Те, у кого аппетиты были поскромнее, сосредоточились на незамерзающем выходе в Тихий океан. С момента своего основания в 1860 г. Владивосток считался недостаточным в качестве главной военно-морской базы на Дальнем Востоке, поскольку окружающие его воды замерзали на четыре месяца в году. Помимо прочего, это означало, что российская Тихоокеанская эскадра зимовала в японских портах, что слишком сильно зависело от доброй воли потенциального соперника[86]. Кроме того, поскольку начались работы по строительству Транссибирской железной дороги, незамерзающий порт на Тихом океане как ее конечная станция становился все более необходим{593}.
В начале 1895 г. столичные газеты наводнились передовицами, взывающими к решению этого насущного вопроса. «Новое время» предупреждало, что после неудачи в Корее нельзя упускать новый шанс{594}. Неудивительно, что этот аргумент нашел много сторонников во флотском командовании, включая великого князя Алексея Александровича и Чихачева. Еще одним энтузиастом этой идеи был сам царь, который писал: «России безусловно необходим свободный в течение круглого года и открытый порт. Этот порт должен быть на материке (юго-восток Кореи) и обязательно связан с нашими прежними владениями полосой земли»{595}.
В служебной записке Николаю II вскоре после того, как в городе Симоносеки Япония огласила свои жесткие условия, Лобанов предложил в качестве одного из возможных вариантов заключение договора с Токио, с целью «приобретения нами незамерзающего порта на Тихом океане и присоединения к нам некоторой части Маньчжурии, необходимой для более удобного проведения Сибирской железной дороги»{596}.[87] Он добавил, что в лице усиливающейся морской державы Россия приобретет прекрасного союзника против своего главного врага: «Отношения наши к Японии являлись жгучей задачей нашей политики каждый раз, как нам угрожал разрыв с Англией»{597}.
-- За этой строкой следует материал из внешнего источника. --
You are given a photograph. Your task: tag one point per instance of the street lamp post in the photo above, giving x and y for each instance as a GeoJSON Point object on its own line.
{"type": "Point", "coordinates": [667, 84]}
Эти мысли перекликаются с популярной книгой под названием «Наши задачи на Тихом океане», вышедшей вскоре после начала войны{598}. Ее автор Александр Максимов, флотский офицер в отставке, служивший на Дальнем Востоке, заявлял, что настоящим врагом России в Азии был Китай. Хотя на тот момент китайцы показывали себя в бою не лучшим образом, со временем цинское правительство при поддержке Великобритании успешно реформирует свои Вооруженные силы и вполне может выступить против России: «Поэтому на горизонте наших отношений к Китаю всегда будет эта грозная туча, которая легко может разразиться жестокой войной, вследствие настойчивой бдительности англичан, поставивших, по-видимому, в основу своих политических задач на далеком Востоке изгнание России с берегов Великого океана»{599}. Единственный возможный путь для России состоял в модернизации своей армии и объединении с Японией. Максимов повторял: «Япония — единственный верный наш союзник на берегах Великого океана; дружба ее для нас одинаково дорога, как наша дружба дорога для Японии. Мы должны быть, по возможности, солидарны с этой державой, так как имеем с нею много общих точек политического соприкосновения»{600}. Лобанов был гораздо более осторожен, когда речь шла о Дальнем Востоке; его предложение было лишь одним из нескольких возможных вариантов, которые министр иностранных дел представил императору. Однако в его министерстве имелись ярые сторонники прояпонского курса, такие как Хитрово и граф Капнист[88]. Даже в 1896 г. Хитрово все еще призывал к союзу с островной империей, и есть свидетельства того, что Токио был бы рад такому повороту событий[89]. Розен, возможно, преувеличивает, когда допускает, что японцы надеялись на дружбу с Россией в первые дни войны{601}. Но все же на следующий день после того, как Япония объявила свои условия мира, японский дипломат в Берлине намекнул, что его правительство не будет противиться стремлению России получить Северную Маньчжурию и порт в Корее, если требование Японии в отношении Ляодунского полуострова будет выполнено[90].